6 de março de 2025

A VERDADE

 

“Por vezes, encontrar a verdade é muito mais difícil do que localizar um equívoco. Um erro tem uma manifestação mais evidente, é mais sibilante, vem à tona mais expressivamente. Já a exatidão se encontra em camadas mais profundas” – Mário Sérgio Cortella.

Frequentemente, sentimos que nos afogamos num mar de informações. Somos constantemente bombardeados por notícias de fontes inesgotáveis como jornais, revistas, rádio, podcasts, blogs, redes sociais e outras plataformas digitais. Nenhum de nós deseja ser enganado, mas distinguir a verdade da mentira é um desafio cada vez maior.

No antigo regime ditatorial, os portugueses eram iludidos quanto às perdas humanas nas antigas colónias, resultantes da Guerra do Ultramar. As famílias viviam entre o medo de jamais reverem os seus entes queridos e a esperança do seu regresso. Informações manipuladas ocultavam a verdadeira dimensão das baixas militares. Quando ocorriam um elevado número de mortes numa única operação militar, a censura impunha que a comunicação social divulgasse os falecimentos de forma espaçada, criando a ilusão de perdas menores e diluídas no tempo.

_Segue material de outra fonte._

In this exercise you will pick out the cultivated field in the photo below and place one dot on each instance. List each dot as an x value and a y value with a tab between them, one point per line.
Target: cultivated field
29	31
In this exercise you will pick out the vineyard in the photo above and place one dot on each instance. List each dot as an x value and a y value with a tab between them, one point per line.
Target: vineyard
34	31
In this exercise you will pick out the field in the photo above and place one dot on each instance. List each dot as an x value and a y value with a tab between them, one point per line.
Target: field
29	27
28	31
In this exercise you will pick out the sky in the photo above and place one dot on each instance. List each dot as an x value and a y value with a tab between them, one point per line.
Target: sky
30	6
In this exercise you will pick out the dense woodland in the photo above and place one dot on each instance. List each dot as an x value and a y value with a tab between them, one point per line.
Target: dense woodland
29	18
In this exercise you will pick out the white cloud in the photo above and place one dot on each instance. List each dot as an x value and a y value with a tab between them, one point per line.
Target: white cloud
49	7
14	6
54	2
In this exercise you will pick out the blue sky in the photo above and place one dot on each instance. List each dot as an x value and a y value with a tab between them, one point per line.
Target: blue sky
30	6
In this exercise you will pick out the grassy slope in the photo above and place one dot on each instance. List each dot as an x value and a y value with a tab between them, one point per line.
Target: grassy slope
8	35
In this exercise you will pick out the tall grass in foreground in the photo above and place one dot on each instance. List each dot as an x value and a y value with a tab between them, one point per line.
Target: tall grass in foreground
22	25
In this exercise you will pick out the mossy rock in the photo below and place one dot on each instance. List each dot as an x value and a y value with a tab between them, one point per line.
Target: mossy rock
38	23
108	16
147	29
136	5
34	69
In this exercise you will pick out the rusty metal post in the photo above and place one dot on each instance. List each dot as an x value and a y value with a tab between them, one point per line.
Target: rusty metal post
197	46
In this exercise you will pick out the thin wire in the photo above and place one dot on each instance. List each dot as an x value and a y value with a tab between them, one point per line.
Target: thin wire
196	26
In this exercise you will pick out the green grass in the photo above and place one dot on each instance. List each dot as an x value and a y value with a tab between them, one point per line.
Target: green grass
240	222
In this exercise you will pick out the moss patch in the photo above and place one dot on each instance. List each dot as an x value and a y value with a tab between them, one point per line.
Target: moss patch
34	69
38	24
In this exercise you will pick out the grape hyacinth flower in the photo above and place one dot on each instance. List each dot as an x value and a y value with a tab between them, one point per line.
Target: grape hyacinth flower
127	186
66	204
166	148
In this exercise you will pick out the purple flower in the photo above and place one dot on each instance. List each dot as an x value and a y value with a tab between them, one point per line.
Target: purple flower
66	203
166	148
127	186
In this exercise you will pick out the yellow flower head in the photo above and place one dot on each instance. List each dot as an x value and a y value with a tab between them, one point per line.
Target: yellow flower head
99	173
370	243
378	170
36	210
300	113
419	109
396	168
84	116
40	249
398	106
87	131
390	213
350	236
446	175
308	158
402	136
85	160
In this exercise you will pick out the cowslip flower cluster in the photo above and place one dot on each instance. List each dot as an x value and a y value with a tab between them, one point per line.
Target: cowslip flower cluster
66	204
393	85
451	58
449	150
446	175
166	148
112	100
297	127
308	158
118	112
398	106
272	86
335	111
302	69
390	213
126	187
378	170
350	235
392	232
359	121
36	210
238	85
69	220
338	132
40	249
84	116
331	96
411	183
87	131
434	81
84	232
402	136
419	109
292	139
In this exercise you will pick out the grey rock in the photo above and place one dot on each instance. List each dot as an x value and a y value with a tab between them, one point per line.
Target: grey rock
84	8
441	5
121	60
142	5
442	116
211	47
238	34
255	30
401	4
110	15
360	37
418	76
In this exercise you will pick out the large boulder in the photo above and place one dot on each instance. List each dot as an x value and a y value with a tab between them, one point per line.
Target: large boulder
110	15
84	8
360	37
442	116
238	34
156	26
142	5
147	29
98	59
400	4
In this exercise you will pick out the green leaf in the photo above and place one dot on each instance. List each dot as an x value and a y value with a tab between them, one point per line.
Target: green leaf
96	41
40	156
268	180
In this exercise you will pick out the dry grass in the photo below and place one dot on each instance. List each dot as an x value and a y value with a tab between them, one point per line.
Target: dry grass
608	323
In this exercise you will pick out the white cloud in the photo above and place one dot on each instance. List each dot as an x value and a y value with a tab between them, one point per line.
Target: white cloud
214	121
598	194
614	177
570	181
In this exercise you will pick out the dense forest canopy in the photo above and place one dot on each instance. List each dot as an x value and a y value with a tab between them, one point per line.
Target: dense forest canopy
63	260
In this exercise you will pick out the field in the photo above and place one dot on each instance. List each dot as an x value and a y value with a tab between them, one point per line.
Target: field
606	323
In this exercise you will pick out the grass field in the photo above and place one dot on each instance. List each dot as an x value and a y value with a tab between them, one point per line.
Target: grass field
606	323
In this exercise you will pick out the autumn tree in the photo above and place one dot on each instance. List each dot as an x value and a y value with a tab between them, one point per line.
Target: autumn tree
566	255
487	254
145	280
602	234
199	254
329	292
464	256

A nossa própria História de Portugal, desde os bancos do ensino primário, sempre exaltou um amor incondicional à Pátria, muitas vezes omitindo verdades incómodas.

Um dos exemplos mais paradigmáticos é o desaparecimento do rei D. Sebastião na Batalha de Alcácer Quibir, no dia 4 de agosto de 1578. Liderando pessoalmente as tropas portuguesas, D. Sebastião desapareceu no campo de batalha, e o seu corpo nunca foi identificado com segurança. Existem várias versões sobre o seu destino, sendo a mais aceite a de que morreu em combate e o seu corpo ficou irreconhecível entre os milhares de mortos. 

Algumas fontes relatam que os marroquinos entregaram um corpo que supostamente seria o do rei, que foi depois levado para Portugal e sepultado no Mosteiro dos Jerónimos. No entanto, nunca houve provas conclusivas de que os restos mortais pertenciam de facto a D. Sebastião. O jornal A Capital, na edição de 22 de agosto de 1989, citava o diário marroquino Le Matin de Sahara, de Casablanca, que afirmava ter documentos provando a entrega do corpo do rei ao governador português de Ceuta. O documento era assinado por D. Leonis Pereira, capitão e governador da praça, D. Rodrigo de Menezes e frei Roque de Spiritu Sancto, e indicava que o corpo fora depositado com solenidade no Mosteiro da Santíssima Trindade, entregue por André Gaspar Corso, numa quarta-feira, dia 6 de dezembro de 1578, nas portas da cidade, pelas 10 horas da manhã. Segundo o jornal marroquino, Portugal teria criado várias versões para manter vivo o mito sebastianista, pois aceitar a derrota era impensável para os responsáveis da época.

Independentemente da verdade, o desaparecimento de D. Sebastião originou o Sebastianismo, crença segundo a qual o rei teria sobrevivido e regressaria um dia para restaurar a glória de Portugal.

Outro caso enigmático envolve os restos mortais de D. Nuno Álvares Pereira (1360 – 1431). Após a sua morte, foi sepultado no Convento do Carmo, em Lisboa, mas o Terramoto de 1755 destruiu parcialmente o convento e o seu túmulo. Em 1951, os seus restos mortais foram transladados para a Igreja do Santo Condestável, também em Lisboa. No entanto, devido à destruição causada pelo terramoto e às sucessivas trasladações, não é possível afirmar com certeza se os ossos depositados pertencem de facto ao Condestável.

Já a sepultura de Luís de Camões no Mosteiro dos Jerónimos baseia-se em presunção, pois nunca houve confirmação sobre a identificação dos seus restos mortais. Camões faleceu em 10 de junho de 1580, em Lisboa, em condições de extrema pobreza. Terá sido sepultado numa campa rasa na Igreja de Santa Ana, em Lisboa, ou no cemitério dos pobres do hospital local. Com o Terramoto de 1755, os túmulos que ali estavam perderam-se, incluindo o de Camões. Foram feitas tentativas para se reencontrar os despojos de Camões, todas frustradas. A ossada que foi depositada em 1880 numa tumba do Mosteiro dos Jerónimos é, com toda a probabilidade, de outra pessoa.

Por último, o corpo de Fernão de Magalhães nunca foi recuperado após a sua morte. Ele faleceu em 27 de abril de 1521, durante a Batalha de Mactan, nas Filipinas. Após o confronto, os guerreiros locais recusaram-se a entregar o seu corpo aos espanhóis, impossibilitando qualquer cerimónia fúnebre ou sepultamento adequado.